Bonus Match 5 Results
On Saturday night, May 16, 2026, the Bonus Match 5 draw in Maryland brought 10 12 23 29 35 back after days away. Given an expected cadence of 1 in 575,757 draws, this interval places the result well beyond typical spacing and makes it a meaningful entry for long-term distribution tracking.

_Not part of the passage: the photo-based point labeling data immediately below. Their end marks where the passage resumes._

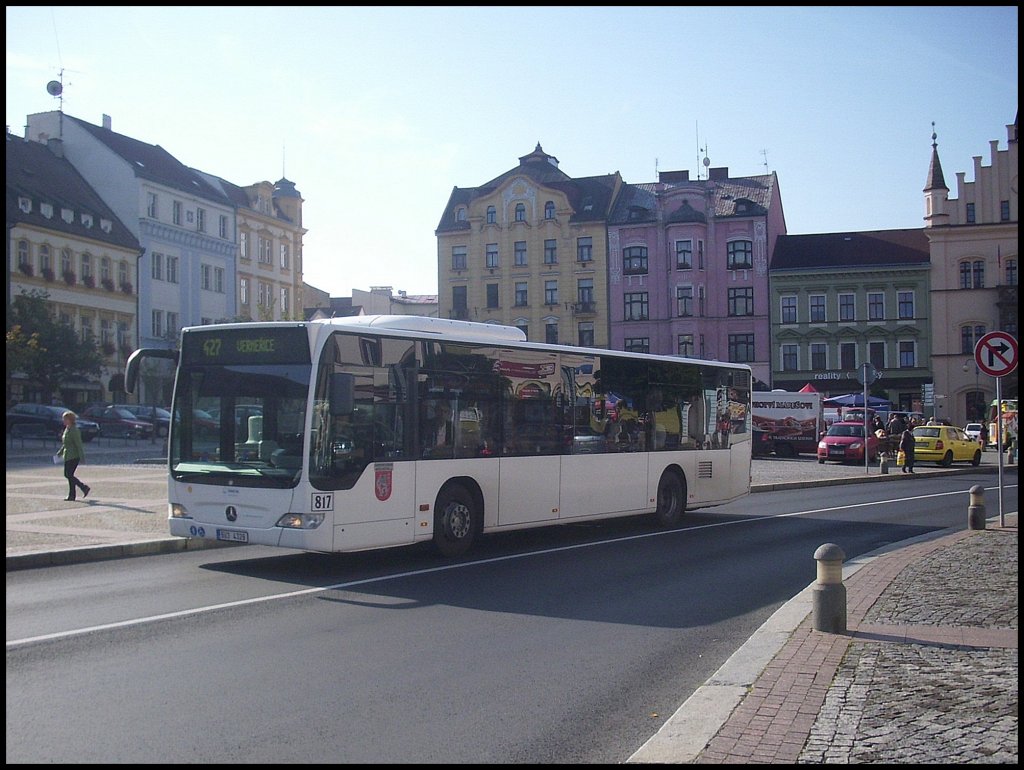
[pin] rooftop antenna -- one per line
(696, 136)
(55, 89)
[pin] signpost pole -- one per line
(998, 430)
(995, 354)
(866, 380)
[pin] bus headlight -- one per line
(301, 520)
(178, 511)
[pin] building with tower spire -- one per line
(973, 244)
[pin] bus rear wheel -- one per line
(457, 519)
(671, 500)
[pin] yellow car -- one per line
(944, 444)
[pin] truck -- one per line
(786, 424)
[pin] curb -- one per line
(86, 554)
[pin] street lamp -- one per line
(974, 399)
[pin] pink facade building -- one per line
(688, 266)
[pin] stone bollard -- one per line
(828, 594)
(976, 511)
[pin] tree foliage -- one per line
(44, 349)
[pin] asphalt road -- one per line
(568, 644)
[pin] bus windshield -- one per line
(241, 423)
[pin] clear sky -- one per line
(376, 114)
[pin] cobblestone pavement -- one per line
(927, 672)
(898, 700)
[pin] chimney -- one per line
(674, 176)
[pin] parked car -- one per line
(115, 421)
(845, 441)
(159, 418)
(944, 444)
(51, 418)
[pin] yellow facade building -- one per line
(529, 249)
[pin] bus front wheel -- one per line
(457, 519)
(671, 500)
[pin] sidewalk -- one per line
(927, 672)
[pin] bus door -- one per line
(528, 467)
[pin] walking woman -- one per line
(906, 444)
(73, 453)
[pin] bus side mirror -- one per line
(342, 393)
(135, 360)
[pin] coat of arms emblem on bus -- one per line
(382, 480)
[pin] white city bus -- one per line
(365, 432)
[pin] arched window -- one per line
(972, 273)
(23, 257)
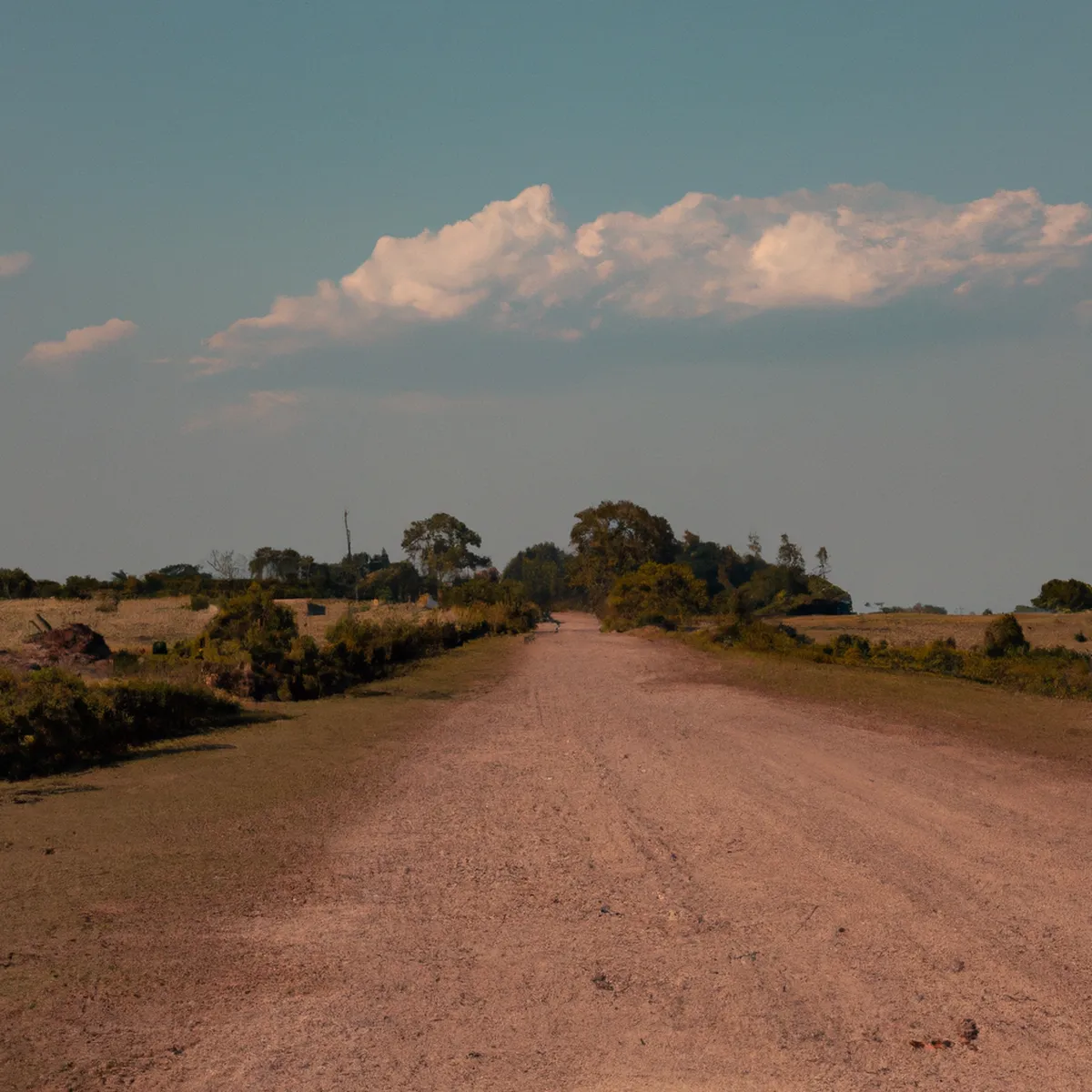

Winning numbers for 1 draw on May 16, 2026 in Maryland.
Draw times: Evening.
Our take on the Bonus Match 5 results
May 16, 2026Bonus Match 5 report — Saturday night, May 16, 2026: 10 12 23 29 35 shows a notable pattern
On Saturday night, May 16, 2026, the Bonus Match 5 draw in Maryland brought 10 12 23 29 35 back after days away. Given an expected cadence of 1 in 575,757 draws, this interval places the result well beyond typical spacing and makes it a meaningful entry for long-term distribution tracking.
Overview
On Saturday night, May 16, 2026, the Bonus Match 5 draw in Maryland brought 10 12 23 29 35 back after days away. Given an expected cadence of 1 in 575,757 draws, this interval places the result well beyond typical spacing and makes it a meaningful entry for long-term distribution tracking.
Combo Profile
The numbers in 10 12 23 29 35 cover a wide range (10 to 35) with no repeats.
Why Droughts Matter
Prolonged absences are best read as context, not forward-looking - they track where outcomes drift from baseline spacing. They clarify how far outcomes drift from baseline cadence.
Data Notes
This analysis uses the draw results recorded for Saturday night, May 16, 2026 and compares them against the observed historical cadence for the game. This is descriptive, based on frequency tracking - not predictive modeling.
From Stepzero
At Stepzero, the priority is accuracy and context. This report is intended as a historical record entry, not a forecast.
Additional Context
Long-horizon measurement matters most when viewed across extended windows. As samples expand, the distribution becomes clearer and anomalies settle into their expected ranges. Stability comes from the accumulation of entries. One draw alone does not define the pattern, but the record grows more reliable with each addition to the dataset.
Adding to the Long-Term Record
This result adds a measurable entry to the long-term record. Over time, those entries are what sharpen distribution analysis and reveal whether the system is tracking its expected cadence.